By Siti Alya Nadiah Ismail and Nur Afiradina Arshad
KUALA LUMPUR, Feb 2 (Bernama) -- Free studies sponsorship programme for first-generation students from poor families who are able to pursue studies at institutions of higher learning, as suggested by Higher Education Minister Datuk Seri Mohamed Khaled Nordin, is seen as being able to change the fate of this group.
Senior Lecturer at Universiti Kebangsaan Malaysia Center for Studies in Learner Diversity, Dr Anuar Ahmad said the success of such programmes was seen in the 1970s when the government successfully supported this group through various initiatives such as hostels, scholarships, and loans.
“In the 1970s, programmes like this were able to open up a lot of opportunities for children in this group. Many of them (who were helped) excelled in education and have changed their destiny, becoming professionals with better incomes.
“If this policy is successfully tabled and implemented, it will certainly have a great impact not only on this group but also in bridging the poverty gap in this country," he said when contacted by Bernama.
He said that in implementing this policy, the government must ensure the definition of the poor who needs to be sponsored, as there are different forms and categories of poverty in this country.
“There is a need for research on the part of the MOHE (Ministry of Higher Education) because we do not want the implementation of this policy to open up space for criticism.

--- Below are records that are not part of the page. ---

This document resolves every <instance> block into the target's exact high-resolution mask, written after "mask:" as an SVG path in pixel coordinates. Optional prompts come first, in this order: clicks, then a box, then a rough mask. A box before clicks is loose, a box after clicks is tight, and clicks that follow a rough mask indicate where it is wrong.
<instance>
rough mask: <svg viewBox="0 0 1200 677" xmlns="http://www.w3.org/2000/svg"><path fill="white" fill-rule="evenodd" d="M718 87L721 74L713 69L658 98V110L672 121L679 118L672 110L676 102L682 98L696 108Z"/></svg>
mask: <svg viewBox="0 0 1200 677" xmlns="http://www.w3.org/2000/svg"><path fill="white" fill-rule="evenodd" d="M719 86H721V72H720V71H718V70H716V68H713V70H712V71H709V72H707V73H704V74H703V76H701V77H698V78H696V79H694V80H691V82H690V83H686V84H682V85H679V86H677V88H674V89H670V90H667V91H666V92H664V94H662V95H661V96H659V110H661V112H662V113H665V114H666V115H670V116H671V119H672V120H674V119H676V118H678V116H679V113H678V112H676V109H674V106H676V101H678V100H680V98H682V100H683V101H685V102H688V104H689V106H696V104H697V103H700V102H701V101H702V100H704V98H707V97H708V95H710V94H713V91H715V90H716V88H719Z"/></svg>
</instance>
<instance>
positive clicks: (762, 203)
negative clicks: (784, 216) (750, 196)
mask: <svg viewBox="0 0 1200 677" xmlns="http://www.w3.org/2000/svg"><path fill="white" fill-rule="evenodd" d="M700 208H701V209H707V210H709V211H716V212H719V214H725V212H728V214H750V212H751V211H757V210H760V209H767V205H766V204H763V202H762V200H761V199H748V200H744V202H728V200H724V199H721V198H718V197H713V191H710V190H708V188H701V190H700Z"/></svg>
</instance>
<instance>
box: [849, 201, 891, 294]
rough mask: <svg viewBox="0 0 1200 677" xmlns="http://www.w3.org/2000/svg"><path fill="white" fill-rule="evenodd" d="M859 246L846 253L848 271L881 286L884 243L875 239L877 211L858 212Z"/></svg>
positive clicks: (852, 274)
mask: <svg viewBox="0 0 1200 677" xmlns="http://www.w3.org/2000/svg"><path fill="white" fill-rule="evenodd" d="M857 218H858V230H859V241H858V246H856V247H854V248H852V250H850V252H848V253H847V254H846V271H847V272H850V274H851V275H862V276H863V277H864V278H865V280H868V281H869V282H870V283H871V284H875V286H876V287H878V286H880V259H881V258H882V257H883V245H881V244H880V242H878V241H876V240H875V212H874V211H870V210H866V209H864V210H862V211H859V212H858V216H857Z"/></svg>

“It is hoped that the ministry has clear guidelines on how to implement this sponsorship, and there must be a definition, framework, and explanation for those who are eligible in the selection process,” he said.
Meanwhile, Universiti Sains Malaysia senior lecturer of the Faculty of Economics and Mualamat Dr Muhammad Iqmal Hisham Kamaruddin said that through the programme, human capital formation among the poor and the B40 can be fully realised.
He said that the programme will provide access to education and knowledge to the students involved in order to bring them and their families out of the cocoon of poverty.
“This programme will especially help poor families and B40 to get the same educational opportunities as other groups in Malaysia,” he said.
“Taking into account the country’s financial situation, this programme can be implemented by providing at least free tuition for this group,” he said.
However, this would depend on the total number of recipients and the financial impact on the government, he said.
He said the programme is a continuation of the earlier implementation of the Siswa Sulung Keluarga Malaysia Development Programme (SULUNG), with both programmes having similar features and focusing on poor families, or B40.
Asked if this was the first step toward free education for Malaysians, he said people need to be realistic as the introduction of free education for all will have a big financial impact on the country.
On Jan 30, Mohamed Khaled announced that the ministry hopes to introduce a free studies sponsorship programme for first-generation students from poor families who are able to pursue studies at institutions of higher learning.
He said the matter will be tabled before the Cabinet for approval.